Originally Posted by
cordelli
I've never had a GPS that outlasted the usefullness of it's maps.[/B]
My first GPS, a Garmin 2610 is still alive, though I never use it anymore.
I forgot it one trip and finally bought a new one to replace that brick of a device. It was a great product for its time. It was very slow to acquire the sat signals, and didn't have things like lane guidance, but it pretty much had everything else (necessary) that the modern units have.
But at their current prices, you can get a decent mid-range product, even with the so-called lifetime map updates (which I find useful on garmin, but didn't find that useful on a cheap tom tom one I keep in the car on Hawaii to find local street addresses) and traffic for around $150 - $200. Lifetime doesn't really mean your lifetime, it means the lifetime of the unit.
If your unit last you more than a couple of years, your going to have new neighborhoods, new roads, new interchanges, reconfigured highways that will be updated if you get the updates and the map service is decent.

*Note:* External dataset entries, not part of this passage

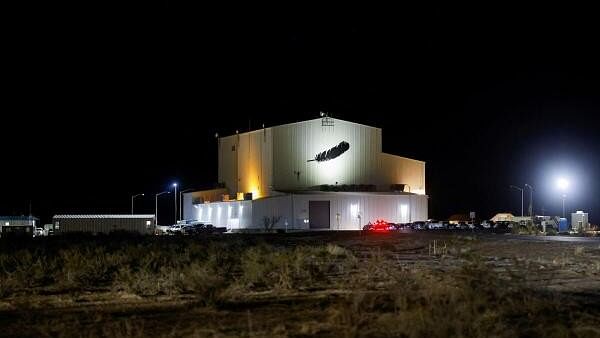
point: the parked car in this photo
(175, 229)
(462, 225)
(433, 224)
(379, 226)
(487, 224)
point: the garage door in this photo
(318, 214)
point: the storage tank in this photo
(579, 221)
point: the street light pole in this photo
(530, 200)
(156, 205)
(175, 200)
(132, 197)
(515, 187)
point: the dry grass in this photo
(248, 287)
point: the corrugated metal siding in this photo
(228, 152)
(104, 225)
(280, 206)
(395, 169)
(232, 215)
(295, 144)
(250, 167)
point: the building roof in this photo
(105, 216)
(459, 218)
(300, 122)
(18, 218)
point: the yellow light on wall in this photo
(419, 191)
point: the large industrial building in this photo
(315, 174)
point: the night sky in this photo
(97, 108)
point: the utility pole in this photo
(515, 187)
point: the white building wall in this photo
(247, 162)
(232, 215)
(401, 170)
(294, 144)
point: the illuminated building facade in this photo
(315, 174)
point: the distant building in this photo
(103, 224)
(316, 174)
(18, 225)
(458, 218)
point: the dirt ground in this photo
(352, 302)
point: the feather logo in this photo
(332, 153)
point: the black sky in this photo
(100, 106)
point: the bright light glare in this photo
(562, 183)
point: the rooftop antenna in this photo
(326, 121)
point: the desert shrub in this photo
(265, 267)
(87, 268)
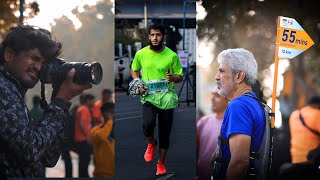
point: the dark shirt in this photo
(26, 149)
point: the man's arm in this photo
(173, 78)
(135, 74)
(239, 163)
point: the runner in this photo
(160, 68)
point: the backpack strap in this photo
(303, 123)
(253, 171)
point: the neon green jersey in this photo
(153, 66)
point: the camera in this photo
(56, 70)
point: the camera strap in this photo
(43, 102)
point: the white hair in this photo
(240, 59)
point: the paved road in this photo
(131, 144)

Sure, it's a personal choice if you think its worth it or not, but they don't really charge that much of a premium for the lifetime map updates like they used to. They come out with new models every year and usually there isn't that much difference between similar models from the current crop and and the previous model year, so that's how you can save money on this stuff. They used to charge a large premium for the map updates and perhaps they still do if you buy the update service unbundled but if you buy the unit with the updates, it's not that much of a premium.